Par la suite, elle rend visite à sa mère, ses conjoints, passé et présent, et finalement sa fille, pour (re)dire inlassablement l’inceste et enregistrer ces mots/maux et les leurs. Ces entretiens sont entrecoupés d’archives familiales sur lesquelles sont posés les mots de la cinéaste et également d’un extrait d’une émission de télé. Sur le plateau de Thierry Ardisson, on tente d’offenser l’écrivaine qui décide de ne plus jouer le jeu de la promo-maso. Elle est seule face à un groupe qui essaie de l’humilier. C’est aujourd’hui eux que le document humilie. La mise en scène de cette archive et sa réception aujourd’hui racontent aussi le chemin parcouru depuis Me Too et disent à quel point Christine Angot a souffert d’en être à l’avant-poste. 

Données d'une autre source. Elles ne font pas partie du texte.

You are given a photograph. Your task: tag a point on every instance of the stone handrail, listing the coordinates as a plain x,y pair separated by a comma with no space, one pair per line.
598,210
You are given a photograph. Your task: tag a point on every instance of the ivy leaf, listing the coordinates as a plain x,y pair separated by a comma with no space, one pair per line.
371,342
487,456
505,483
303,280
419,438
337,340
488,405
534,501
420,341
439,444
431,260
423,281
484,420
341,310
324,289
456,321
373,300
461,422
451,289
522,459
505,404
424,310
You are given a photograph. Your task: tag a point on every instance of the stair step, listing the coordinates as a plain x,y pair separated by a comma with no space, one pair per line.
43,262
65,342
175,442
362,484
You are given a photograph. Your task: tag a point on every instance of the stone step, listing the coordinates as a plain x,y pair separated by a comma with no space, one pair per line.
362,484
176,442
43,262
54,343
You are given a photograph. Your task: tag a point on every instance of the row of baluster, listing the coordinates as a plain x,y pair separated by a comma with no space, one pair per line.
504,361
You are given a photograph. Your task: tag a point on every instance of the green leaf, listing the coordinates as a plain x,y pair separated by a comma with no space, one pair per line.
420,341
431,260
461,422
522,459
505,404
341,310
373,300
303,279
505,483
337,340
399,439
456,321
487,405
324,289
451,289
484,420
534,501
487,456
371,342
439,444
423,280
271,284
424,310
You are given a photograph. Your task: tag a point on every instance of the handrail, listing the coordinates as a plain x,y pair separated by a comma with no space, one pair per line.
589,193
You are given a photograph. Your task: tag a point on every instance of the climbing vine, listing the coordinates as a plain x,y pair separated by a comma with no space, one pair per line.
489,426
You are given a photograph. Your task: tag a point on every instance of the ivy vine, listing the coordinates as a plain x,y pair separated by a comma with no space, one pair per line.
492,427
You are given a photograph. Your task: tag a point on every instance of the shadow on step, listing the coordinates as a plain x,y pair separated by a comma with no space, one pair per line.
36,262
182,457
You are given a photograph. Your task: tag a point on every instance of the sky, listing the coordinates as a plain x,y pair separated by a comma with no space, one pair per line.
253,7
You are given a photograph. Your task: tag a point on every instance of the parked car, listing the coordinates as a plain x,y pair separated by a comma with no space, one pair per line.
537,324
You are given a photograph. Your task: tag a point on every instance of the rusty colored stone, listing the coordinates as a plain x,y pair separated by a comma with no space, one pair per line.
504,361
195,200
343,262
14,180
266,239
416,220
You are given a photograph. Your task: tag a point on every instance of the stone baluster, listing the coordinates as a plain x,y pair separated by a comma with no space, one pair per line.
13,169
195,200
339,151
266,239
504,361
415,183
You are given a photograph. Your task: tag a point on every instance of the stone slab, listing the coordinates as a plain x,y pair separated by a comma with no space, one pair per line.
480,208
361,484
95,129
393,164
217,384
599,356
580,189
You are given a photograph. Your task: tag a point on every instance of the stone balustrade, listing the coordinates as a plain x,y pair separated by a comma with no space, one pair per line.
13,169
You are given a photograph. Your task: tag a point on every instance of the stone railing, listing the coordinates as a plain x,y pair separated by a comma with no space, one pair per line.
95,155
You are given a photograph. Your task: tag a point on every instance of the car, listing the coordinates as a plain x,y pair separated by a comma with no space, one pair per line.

Si vous voulez vraiment dire quelque chose, il faut toujours en dire deux en même temps”, a récemment dit Christine Angot à nos confrères du magazine Troiscouleurs. L’affirmation vaut pour Une famille, tant le film repose sur une série de paires disposées en parallèle dans le temps ou l’espace. Il y a la paire que forme Christine, devenue mère, et sa mère à elle, celle que forme sa mère avec sa belle-mère, celle constituée par sa fille avec les images de Christine adolescente, ses deux compagnons, Claude et Charly, les deux cheffes opératrices et enfin la répétition de ce voyage dans l’Est. Avec ce film, Christine Angot a vraiment filmé quelque chose. Ce quelque chose, c’est la violence de l’inceste et le nécessité du lien et de la parole pour y survivre.